What is Hadoop?
Hadoop is an open-source project overseen by the Apache Software Foundation (http://hadoop.apache.org/). It is mostly used for reliable, scalable, distributed computing but can be also used as a general purpose file storage capable to keep petabytes of data. There is a large number of companies and organizations that use Hadoop for both research and production.
Hadoop consists of two core components:
- The Hadoop Distributed File System (HDFS). HDFS is responsible for storing data on the Hadoop cluster.
- The MapReduce. It is a system used for distributed computing and processing of large amounts of data in the Hadoop cluster.
There are many other subprojects based around core Hadoop such as Pig, Hive, HBase, etc
HDFS is the primary storage system used by Hadoop applications. HDFS creates multiple replicas of data blocks and distributes them on compute nodes throughout a cluster to enable reliable, extremely rapid computations:
- Data is distributed across many machines at load time
- HDFS is optimized for large, streaming reads of files rather than random reads.

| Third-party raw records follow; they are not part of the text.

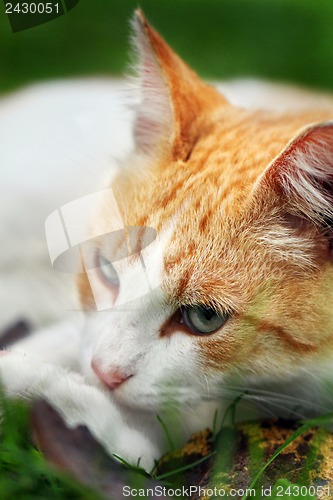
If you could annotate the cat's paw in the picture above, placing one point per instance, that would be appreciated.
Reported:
(21, 376)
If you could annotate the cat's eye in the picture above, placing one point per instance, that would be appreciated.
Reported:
(201, 320)
(107, 271)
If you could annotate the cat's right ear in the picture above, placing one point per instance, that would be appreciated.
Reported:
(174, 101)
(301, 177)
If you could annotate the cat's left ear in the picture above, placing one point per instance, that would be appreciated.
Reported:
(175, 102)
(302, 175)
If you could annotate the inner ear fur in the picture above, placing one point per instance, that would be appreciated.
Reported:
(175, 102)
(301, 178)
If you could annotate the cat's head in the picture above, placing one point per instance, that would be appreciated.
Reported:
(239, 278)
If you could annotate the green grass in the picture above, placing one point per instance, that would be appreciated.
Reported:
(24, 474)
(276, 39)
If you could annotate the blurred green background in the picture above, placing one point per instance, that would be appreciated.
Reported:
(288, 40)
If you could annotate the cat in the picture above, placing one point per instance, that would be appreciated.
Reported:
(229, 220)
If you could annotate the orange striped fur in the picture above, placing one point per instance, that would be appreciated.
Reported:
(240, 244)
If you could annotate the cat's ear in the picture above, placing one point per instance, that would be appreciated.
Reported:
(302, 175)
(174, 102)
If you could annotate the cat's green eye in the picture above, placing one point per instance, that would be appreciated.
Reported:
(202, 320)
(106, 269)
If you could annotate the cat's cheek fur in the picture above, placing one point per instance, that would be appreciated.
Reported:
(22, 376)
(163, 368)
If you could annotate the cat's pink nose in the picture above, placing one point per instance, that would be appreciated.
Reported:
(111, 378)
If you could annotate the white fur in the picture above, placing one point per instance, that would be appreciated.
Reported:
(165, 369)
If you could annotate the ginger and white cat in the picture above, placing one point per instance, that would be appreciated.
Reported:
(241, 301)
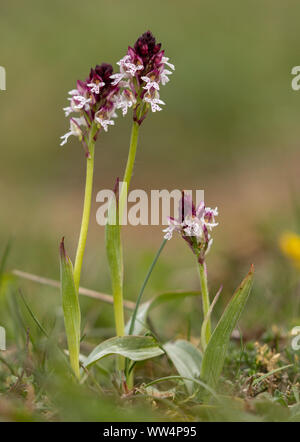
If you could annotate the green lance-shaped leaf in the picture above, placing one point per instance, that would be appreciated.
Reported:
(115, 261)
(215, 352)
(71, 309)
(187, 360)
(140, 325)
(136, 348)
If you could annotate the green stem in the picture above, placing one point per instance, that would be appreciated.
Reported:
(118, 285)
(130, 375)
(139, 298)
(205, 299)
(86, 209)
(129, 166)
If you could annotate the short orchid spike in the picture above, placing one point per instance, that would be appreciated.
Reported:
(142, 71)
(194, 224)
(94, 101)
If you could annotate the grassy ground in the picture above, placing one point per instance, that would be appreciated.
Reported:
(230, 127)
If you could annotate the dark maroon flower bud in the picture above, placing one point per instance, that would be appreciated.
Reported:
(142, 70)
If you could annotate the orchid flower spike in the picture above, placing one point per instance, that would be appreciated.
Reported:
(95, 102)
(142, 71)
(194, 226)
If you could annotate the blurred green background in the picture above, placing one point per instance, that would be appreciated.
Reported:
(230, 127)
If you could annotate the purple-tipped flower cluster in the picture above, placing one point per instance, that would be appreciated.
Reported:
(142, 71)
(194, 225)
(94, 100)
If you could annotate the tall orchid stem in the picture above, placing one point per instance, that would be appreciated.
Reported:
(118, 285)
(86, 208)
(205, 299)
(129, 166)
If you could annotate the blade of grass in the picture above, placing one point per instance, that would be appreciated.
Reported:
(82, 291)
(265, 376)
(139, 298)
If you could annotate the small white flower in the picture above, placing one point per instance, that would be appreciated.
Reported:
(104, 122)
(95, 87)
(79, 102)
(164, 76)
(169, 232)
(193, 227)
(117, 78)
(75, 129)
(73, 92)
(126, 67)
(208, 217)
(154, 103)
(165, 60)
(68, 110)
(150, 84)
(125, 101)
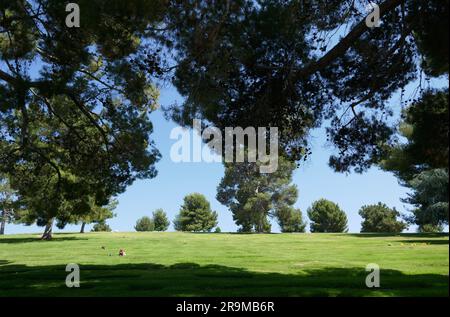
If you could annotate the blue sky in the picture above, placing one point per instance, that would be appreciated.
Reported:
(314, 179)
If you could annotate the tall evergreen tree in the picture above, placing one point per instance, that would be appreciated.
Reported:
(326, 216)
(195, 215)
(253, 197)
(380, 218)
(160, 220)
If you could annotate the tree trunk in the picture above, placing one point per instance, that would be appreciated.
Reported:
(3, 222)
(47, 235)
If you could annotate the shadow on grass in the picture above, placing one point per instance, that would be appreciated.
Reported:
(405, 235)
(191, 279)
(37, 239)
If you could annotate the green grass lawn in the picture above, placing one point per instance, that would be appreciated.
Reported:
(189, 264)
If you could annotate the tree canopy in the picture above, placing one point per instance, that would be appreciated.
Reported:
(326, 216)
(74, 102)
(380, 218)
(195, 215)
(280, 64)
(430, 198)
(160, 220)
(253, 196)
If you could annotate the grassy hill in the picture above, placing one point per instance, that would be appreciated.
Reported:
(189, 264)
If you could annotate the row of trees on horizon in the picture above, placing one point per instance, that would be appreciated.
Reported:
(195, 215)
(75, 129)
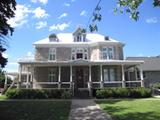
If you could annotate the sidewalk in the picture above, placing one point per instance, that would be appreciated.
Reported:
(86, 110)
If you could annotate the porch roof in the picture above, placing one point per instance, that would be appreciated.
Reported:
(82, 62)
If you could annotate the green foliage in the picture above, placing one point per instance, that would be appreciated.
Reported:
(38, 94)
(130, 7)
(7, 8)
(157, 85)
(35, 110)
(123, 93)
(156, 3)
(2, 79)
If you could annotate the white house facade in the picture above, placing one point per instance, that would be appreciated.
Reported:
(78, 61)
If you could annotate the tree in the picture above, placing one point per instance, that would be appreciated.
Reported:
(7, 8)
(124, 6)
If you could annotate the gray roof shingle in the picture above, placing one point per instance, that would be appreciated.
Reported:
(150, 63)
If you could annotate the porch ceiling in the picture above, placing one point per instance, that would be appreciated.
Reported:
(81, 62)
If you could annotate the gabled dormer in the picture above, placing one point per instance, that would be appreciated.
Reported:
(53, 38)
(80, 35)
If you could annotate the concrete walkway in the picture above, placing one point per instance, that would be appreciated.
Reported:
(86, 110)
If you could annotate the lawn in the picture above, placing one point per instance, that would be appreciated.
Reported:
(136, 109)
(34, 110)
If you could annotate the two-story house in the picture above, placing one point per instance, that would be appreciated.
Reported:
(79, 60)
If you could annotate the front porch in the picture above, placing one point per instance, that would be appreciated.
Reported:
(80, 76)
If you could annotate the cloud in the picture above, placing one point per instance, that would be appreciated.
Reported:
(21, 15)
(40, 13)
(152, 20)
(67, 4)
(40, 1)
(63, 15)
(41, 24)
(5, 55)
(83, 13)
(60, 27)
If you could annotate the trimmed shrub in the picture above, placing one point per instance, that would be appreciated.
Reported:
(38, 94)
(157, 85)
(123, 93)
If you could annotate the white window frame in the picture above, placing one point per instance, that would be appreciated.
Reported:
(83, 51)
(106, 54)
(109, 74)
(110, 53)
(52, 52)
(52, 75)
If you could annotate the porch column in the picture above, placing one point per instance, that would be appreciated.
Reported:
(135, 73)
(32, 77)
(90, 82)
(123, 77)
(5, 83)
(141, 76)
(71, 77)
(90, 79)
(59, 78)
(27, 83)
(20, 75)
(101, 77)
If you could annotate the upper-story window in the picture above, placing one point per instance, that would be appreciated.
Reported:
(52, 75)
(107, 53)
(52, 54)
(79, 53)
(53, 38)
(109, 74)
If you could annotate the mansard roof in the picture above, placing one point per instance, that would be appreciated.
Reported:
(150, 63)
(68, 38)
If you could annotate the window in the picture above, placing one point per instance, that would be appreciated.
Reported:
(52, 75)
(107, 53)
(105, 75)
(79, 38)
(109, 74)
(79, 53)
(112, 74)
(110, 52)
(52, 54)
(104, 53)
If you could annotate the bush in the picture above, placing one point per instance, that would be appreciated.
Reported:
(123, 93)
(157, 85)
(38, 94)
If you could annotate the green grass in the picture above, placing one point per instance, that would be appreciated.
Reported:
(34, 110)
(3, 97)
(136, 109)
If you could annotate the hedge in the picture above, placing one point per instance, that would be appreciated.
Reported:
(38, 94)
(123, 93)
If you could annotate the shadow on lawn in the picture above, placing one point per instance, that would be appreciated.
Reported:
(117, 112)
(137, 116)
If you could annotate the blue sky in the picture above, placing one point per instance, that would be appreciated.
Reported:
(36, 19)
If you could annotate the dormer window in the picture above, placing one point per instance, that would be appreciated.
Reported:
(80, 35)
(79, 53)
(53, 38)
(52, 54)
(80, 38)
(107, 53)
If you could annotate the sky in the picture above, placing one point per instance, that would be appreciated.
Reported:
(37, 19)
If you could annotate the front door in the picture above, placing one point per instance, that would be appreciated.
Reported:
(80, 77)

- Files in HDFS are written once and no random writes to files are allowed
- Applications can read and write HDFS files directly via the Java API
MapReduce is a programming model and software framework for writing applications that rapidly process large amounts of data in parallel on large clusters of compute nodes:
- Provides automatic parallelization and distribution of tasks
- Has built-in fault-tolerance mechanisms
- Gives status and monitoring tools
- Provides a clean abstraction layer for programmers
Hadoop and Enterprise
There is a typical pattern of how RDBMS is used in large Enterprise systems:
- Interactive RDBMS serves queries from a Web site or other front end applications
- Data is later extracted and loaded into a Data warehouse for future processing and archiving
- Data is usually denormalized into an OLAP cube
Unfortunately, modern RDBMS cannot store all the data that large companies can generate and they have to come up with trade offs when data is either partially copied into RDBMS or purged after a certain amount of time. To address the problem of processing large amounts of data, Hadoop is used as an intermediate layer between Interactive database and Warehause:
- Processing power scales with data storage in contrast to large computers where storage can scale while processing power cannot
- With Hadoop, as you add more nodes to the storage, you get more processing power ‘for free’
- Hadoop can store and process multiple petabytes of data
Hadoop has a few serious limitations and cannot be used as an operational database:
- The fastest Hadoop job will still take several seconds to run
- Data stored on HDFS does not allow modifications
- Transactions are not supported by Hadoop
Hadoop vs. RDBMS
Relational Database Management Systems (RDBMS) have many strengths:
- Ability to handle complex transactions
- Ability to process hundreds or thousands of queries per second
- Real-time delivery of results
- Simple but powerful query language
There are some areas where RDBMS has disadvantages:
- Data schema is determined before data is imported
- Upper bound on data storage reaches hundreds of terabytes
- Practical upper bound on data in a single query is tens of terabytes
Hadoop vs. Storage Systems
Enterprise data is often held on large fileservers like NetApp, EMC, etc. that provide fast and random access to the data and can handle many concurrent clients. At the same time cost per terabyte of storage can be really high especially in cases when it is needed to store petabytes of data. Hadoop is a really good alternative when random access to data can be substituted by sequential reads and append only updates.
Hive and Pig
Although MapReduce is very powerful, it can also be complex to create and maintain while many organizations have business or data analysts who are skilled at writing SQL queries, but not at writing Java code. Also there are many other organizations that have programmers who are skilled at writing code in scripting languages. Hive and Pig are two projects which evolved separately to help such people analyze huge amounts of data via MapReduce.
Hive is a data warehouse infrastructure built on top of Hadoop and providing tools to enable easy data summarization, ad hoc querying and analysis of huge datasets:
- Can be used by people who know SQL
- Under the covers, generates MapReduce jobs that run on the Hadoop cluster
- Hive table definitions are built on top of data in HDFS
Pig is a platform for analyzing huge data sets that consists of a high-level language for expressing data analysis programs, coupled with infrastructure for evaluating these programs:
- Relatively simple syntax
- Under the covers, scripts are turned into MapReduce jobs that run on the Hadoop cluster
HBase is a column-store database layered on top of HDFS that can store massive amounts of data ( from multiple gigabytes, up to petabytes of data). It is used when it is needed to have random, real-time read/write access to Big Data stored on the HDFS.
HBase has a constrained access model:
- Limited to lookup of a row by a single key
- Does not support transactions
- Provides single row operations only